Bisnis.com, JAKARTA - Pemberlakuan Masyarakat Ekonomi ASEAN pada 2015 diproyeksi meningkatkan potensi benturan ekonomi, terutama di sisi persaingan usaha, karena tidak adanya regulasi khusus yang menaungi seluruh negara di kawasan itu.
Masing-masing negara ASEAN memiliki peraturan anti monopoli dan persaingan usaha sehat sendiri. Tiap beleid dilatarbelakangi oleh kondisi di tiap negara.
R. Ian McEwin, Managing Partner Competition Consulting Asia dan profesor tamu di Universitas Chulalongkorn Bangkok mengatakan, ASEAN membutuhkan badan khusus untuk menangani berbagai perkara persaingan usaha.
"Ini akan menjadi masalah besar setelah Masyarakat Ekonomi ASEAN (MEA) berlaku. Tapi, kemungkinan besar [pembentukan badan khusus] tidak akan terjadi dalam 25-30 tahun ke depan," ujarnya usai menjadi pemateri dalam Dialog Bisnis Nasional “Facing ASEAN Integration : Competition Perspective” di Jakarta, Selasa (17/12/2013).
Alasannya, terang McEwin, adalah karakteristik ASEAN yang tidak mengikat anggotanya seperti Uni Eropa (UE). Dia memperkirakan pihak-pihak yang bersengketa akan memilih arbitrase sebagai jalan keluar.

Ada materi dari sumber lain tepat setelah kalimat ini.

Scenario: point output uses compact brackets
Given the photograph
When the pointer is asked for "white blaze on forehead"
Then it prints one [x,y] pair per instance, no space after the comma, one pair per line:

Meski ada ASEAN Expert Group on Competition (AEGC) sebagai lembaga struktural yang terkait dengan hukum persaingan usaha, tapi tetap berbeda dengan UE yang memiliki komisi khusus untuk menangani masalah ini.
McEwin menyatakan potensi konflik disebabkan perbedaan level ekonomi antar negara ASEAN. Sehingga, satu praktik bisnis yang dilarang di sebuah negara, bisa diizinkan di negara lain.
Dia mencontohkan, peraturan merger atau ketentuan ukuran pangsa pasar yang menunjukkan dominasi. Di Indonesia, merger akan diawasi ketat jika berdampak pada praktik monopoli atau persaingan tidak sehat. Sementara, di Vietnam merger dilarang bila pangsa pasar setelah aksi korporasi itu melebihi 50%.